I am angry at my sister for saying she might move closer to my parents to help my mom because I assume she thinks I won’t. I’m angry when she gets her dream job and doesn’t move after all.
I am angry that the treadmill I ordered in August still hasn’t been delivered. I’m angry at work for taking all my time and at myself for giving it away. I’m angry at one of my oldest friends for texting my husband to find out if I was okay when I didn’t respond to her because I just couldn’t talk about this any more.
I am angry that my daughter might someday feel like I do now.
***
My mother calls to report on my dad’s latest cognitive test with the neuro-specialist.
“One of the exam questions was ‘How many planes were involved in 9-11?’ He said ‘two’ but then he remembered and changed his answer to ‘three.’ So that was good."
“There were four,” I reply. “Pennsylvania.”
“Oh,” she says. “You’re right.”
***
Last year, an old friend with three little children died of cancer before she turned 40. I heard stories of her family gathered around her bed, singing songs, playing games and watching her favorite TV shows. I want to be like them – but so far, I’m not.

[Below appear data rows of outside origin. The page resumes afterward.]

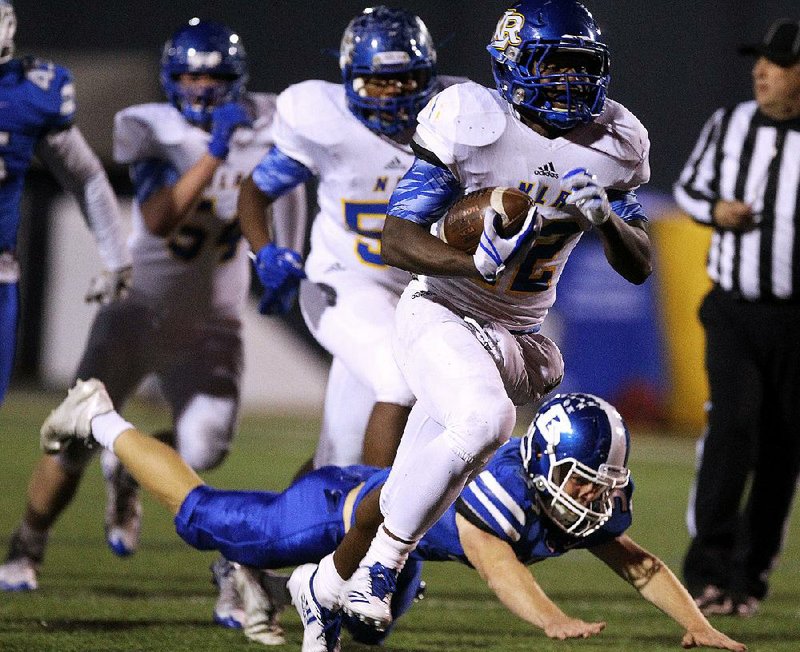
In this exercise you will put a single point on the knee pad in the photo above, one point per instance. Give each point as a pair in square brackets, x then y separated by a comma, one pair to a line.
[204, 430]
[74, 458]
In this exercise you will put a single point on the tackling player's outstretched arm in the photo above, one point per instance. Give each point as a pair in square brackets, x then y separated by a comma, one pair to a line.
[657, 584]
[516, 587]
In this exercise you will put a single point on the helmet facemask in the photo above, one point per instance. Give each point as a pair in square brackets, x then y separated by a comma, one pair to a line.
[561, 86]
[575, 452]
[197, 49]
[393, 113]
[575, 517]
[8, 28]
[550, 64]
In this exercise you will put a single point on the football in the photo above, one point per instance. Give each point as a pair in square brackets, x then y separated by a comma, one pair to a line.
[462, 226]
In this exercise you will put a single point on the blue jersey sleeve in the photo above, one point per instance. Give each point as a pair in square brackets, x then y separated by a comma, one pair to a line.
[151, 175]
[499, 499]
[276, 173]
[424, 193]
[626, 205]
[49, 88]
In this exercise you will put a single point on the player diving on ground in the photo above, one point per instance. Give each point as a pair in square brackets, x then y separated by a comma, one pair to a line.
[565, 485]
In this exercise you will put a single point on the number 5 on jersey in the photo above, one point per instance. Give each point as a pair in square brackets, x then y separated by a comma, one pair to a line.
[365, 218]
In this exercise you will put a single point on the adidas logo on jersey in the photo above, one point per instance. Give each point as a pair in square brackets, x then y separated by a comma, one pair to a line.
[547, 170]
[395, 164]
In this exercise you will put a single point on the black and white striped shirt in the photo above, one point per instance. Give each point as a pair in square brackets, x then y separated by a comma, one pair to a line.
[742, 155]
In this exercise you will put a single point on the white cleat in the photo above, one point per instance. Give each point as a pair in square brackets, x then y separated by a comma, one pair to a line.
[19, 575]
[123, 519]
[260, 622]
[228, 610]
[321, 626]
[367, 595]
[72, 419]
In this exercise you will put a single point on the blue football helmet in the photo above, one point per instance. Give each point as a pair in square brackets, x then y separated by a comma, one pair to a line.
[575, 440]
[549, 62]
[393, 45]
[203, 47]
[8, 27]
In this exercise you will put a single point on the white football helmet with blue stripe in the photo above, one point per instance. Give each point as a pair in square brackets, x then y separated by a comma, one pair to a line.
[577, 440]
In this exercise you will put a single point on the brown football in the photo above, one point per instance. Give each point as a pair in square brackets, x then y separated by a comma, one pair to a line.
[463, 224]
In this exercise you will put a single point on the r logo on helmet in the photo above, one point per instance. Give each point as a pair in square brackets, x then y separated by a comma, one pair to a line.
[552, 424]
[508, 29]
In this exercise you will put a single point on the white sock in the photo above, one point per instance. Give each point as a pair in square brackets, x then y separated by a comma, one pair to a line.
[328, 583]
[388, 551]
[107, 427]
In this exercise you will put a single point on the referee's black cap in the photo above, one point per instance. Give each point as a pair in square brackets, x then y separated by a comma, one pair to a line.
[781, 43]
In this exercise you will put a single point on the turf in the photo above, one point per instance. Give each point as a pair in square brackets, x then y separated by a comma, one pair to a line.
[161, 598]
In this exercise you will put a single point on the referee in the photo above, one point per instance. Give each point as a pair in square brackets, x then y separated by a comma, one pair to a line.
[743, 181]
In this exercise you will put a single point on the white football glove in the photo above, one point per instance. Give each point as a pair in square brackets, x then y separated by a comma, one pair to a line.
[109, 286]
[494, 250]
[587, 195]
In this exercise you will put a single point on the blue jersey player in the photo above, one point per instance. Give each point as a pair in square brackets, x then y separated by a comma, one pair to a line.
[564, 485]
[37, 109]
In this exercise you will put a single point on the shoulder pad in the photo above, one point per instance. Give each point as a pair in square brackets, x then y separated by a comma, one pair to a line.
[263, 106]
[141, 130]
[627, 140]
[50, 88]
[464, 114]
[314, 110]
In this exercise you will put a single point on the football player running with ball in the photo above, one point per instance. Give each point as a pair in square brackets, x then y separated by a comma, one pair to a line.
[467, 327]
[564, 486]
[354, 137]
[187, 157]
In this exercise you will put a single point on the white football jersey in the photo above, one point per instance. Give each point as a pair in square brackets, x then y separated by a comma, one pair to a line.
[476, 133]
[357, 171]
[201, 269]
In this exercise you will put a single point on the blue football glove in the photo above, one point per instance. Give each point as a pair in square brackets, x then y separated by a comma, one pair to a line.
[280, 270]
[494, 250]
[224, 120]
[587, 195]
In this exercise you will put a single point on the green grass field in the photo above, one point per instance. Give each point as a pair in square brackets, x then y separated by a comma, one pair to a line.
[161, 598]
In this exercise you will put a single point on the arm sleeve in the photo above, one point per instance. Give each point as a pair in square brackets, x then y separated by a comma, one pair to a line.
[150, 175]
[424, 193]
[276, 173]
[68, 156]
[290, 219]
[697, 189]
[626, 205]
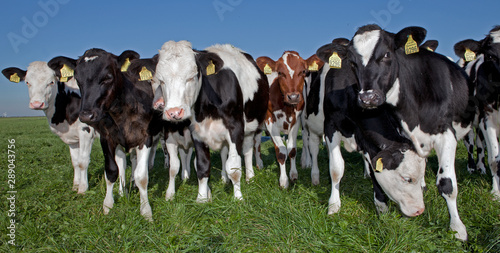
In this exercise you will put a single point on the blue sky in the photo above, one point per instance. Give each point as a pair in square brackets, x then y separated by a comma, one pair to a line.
[40, 30]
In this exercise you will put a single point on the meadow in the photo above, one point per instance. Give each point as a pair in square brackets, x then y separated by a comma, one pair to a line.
[50, 217]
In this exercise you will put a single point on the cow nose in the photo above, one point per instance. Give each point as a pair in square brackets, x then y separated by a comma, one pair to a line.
[37, 105]
[175, 113]
[87, 116]
[369, 99]
[293, 98]
[159, 104]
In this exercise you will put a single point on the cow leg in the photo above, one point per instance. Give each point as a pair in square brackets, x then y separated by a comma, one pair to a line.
[86, 142]
[233, 169]
[445, 147]
[141, 180]
[110, 173]
[314, 141]
[468, 142]
[223, 157]
[281, 152]
[248, 145]
[258, 158]
[480, 143]
[336, 170]
[490, 134]
[74, 150]
[185, 155]
[292, 150]
[121, 161]
[172, 149]
[202, 171]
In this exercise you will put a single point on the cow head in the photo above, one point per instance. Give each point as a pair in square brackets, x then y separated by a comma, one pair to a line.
[375, 55]
[99, 78]
[41, 82]
[400, 173]
[289, 70]
[179, 73]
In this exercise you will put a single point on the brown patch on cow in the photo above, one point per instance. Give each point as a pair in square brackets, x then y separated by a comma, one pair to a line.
[292, 153]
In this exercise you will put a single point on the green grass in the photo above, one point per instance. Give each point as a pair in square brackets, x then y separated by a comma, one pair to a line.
[52, 218]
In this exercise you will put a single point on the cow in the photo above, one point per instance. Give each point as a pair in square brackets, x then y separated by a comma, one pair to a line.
[121, 112]
[224, 95]
[60, 102]
[484, 71]
[286, 78]
[467, 51]
[429, 94]
[394, 166]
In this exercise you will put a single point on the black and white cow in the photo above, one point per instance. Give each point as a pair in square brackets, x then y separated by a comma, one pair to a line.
[121, 112]
[484, 72]
[224, 94]
[429, 93]
[375, 133]
[467, 50]
[60, 102]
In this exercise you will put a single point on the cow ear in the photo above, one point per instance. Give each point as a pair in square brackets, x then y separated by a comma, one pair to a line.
[409, 35]
[266, 64]
[126, 57]
[314, 63]
[209, 63]
[467, 49]
[430, 45]
[63, 67]
[14, 74]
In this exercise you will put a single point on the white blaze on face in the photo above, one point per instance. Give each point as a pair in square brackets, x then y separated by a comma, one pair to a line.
[365, 44]
[177, 74]
[42, 83]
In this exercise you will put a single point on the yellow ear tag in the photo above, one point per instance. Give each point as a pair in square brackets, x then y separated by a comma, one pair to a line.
[145, 74]
[469, 55]
[335, 61]
[210, 68]
[380, 166]
[267, 69]
[66, 72]
[15, 78]
[125, 65]
[411, 46]
[313, 67]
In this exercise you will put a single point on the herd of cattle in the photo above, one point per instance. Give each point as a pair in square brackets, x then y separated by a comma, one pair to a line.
[388, 96]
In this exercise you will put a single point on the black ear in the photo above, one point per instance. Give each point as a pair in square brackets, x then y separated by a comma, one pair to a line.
[58, 62]
[10, 73]
[337, 45]
[417, 33]
[204, 59]
[430, 45]
[127, 54]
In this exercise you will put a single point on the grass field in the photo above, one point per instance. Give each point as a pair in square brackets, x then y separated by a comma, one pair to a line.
[52, 218]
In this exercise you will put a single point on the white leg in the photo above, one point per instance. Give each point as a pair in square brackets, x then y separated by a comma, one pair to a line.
[258, 158]
[491, 139]
[174, 169]
[121, 162]
[336, 171]
[185, 162]
[223, 157]
[74, 151]
[314, 141]
[141, 180]
[233, 169]
[248, 143]
[445, 147]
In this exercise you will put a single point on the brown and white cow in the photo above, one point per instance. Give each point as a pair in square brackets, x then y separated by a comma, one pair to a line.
[286, 78]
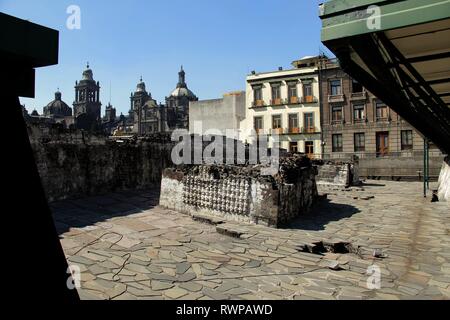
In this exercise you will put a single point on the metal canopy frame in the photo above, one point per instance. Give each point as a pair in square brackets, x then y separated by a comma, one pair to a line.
[374, 60]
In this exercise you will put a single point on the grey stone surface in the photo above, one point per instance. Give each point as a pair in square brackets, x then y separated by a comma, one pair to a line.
[190, 260]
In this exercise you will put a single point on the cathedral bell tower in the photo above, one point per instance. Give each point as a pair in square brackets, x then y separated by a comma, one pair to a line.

My dad wouldn’t want this rageful, weary version of me. He would want me to remember the Saturdays when he took my sister and I to the movies. Afterward in the parking lot, while we were coming down off our candy high, he would walk us all the way to the car, claim he forgot something and turn us back toward the theater. Just as we’d reach the door, he’d pull out tickets to another movie we wanted to see. “How about a double feature?” he said, while we jumped up and down in excitement.
He would want me to remember the time he, out of nowhere, took French cooking classes and made us four course meals complete with chocolate soufflé, fancier than anything our casserole-based Midwestern palates could imagine.
He would want me to remember him waiting until my mom wasn’t looking and slipping a calculator under my bedroom door so I could finish my math homework faster, come to the yard and toss a baseball with him until the sun set.
***
I am scared of losing my father.
I am scared that one day this will happen to me.
I am scared of wasting the time we have left.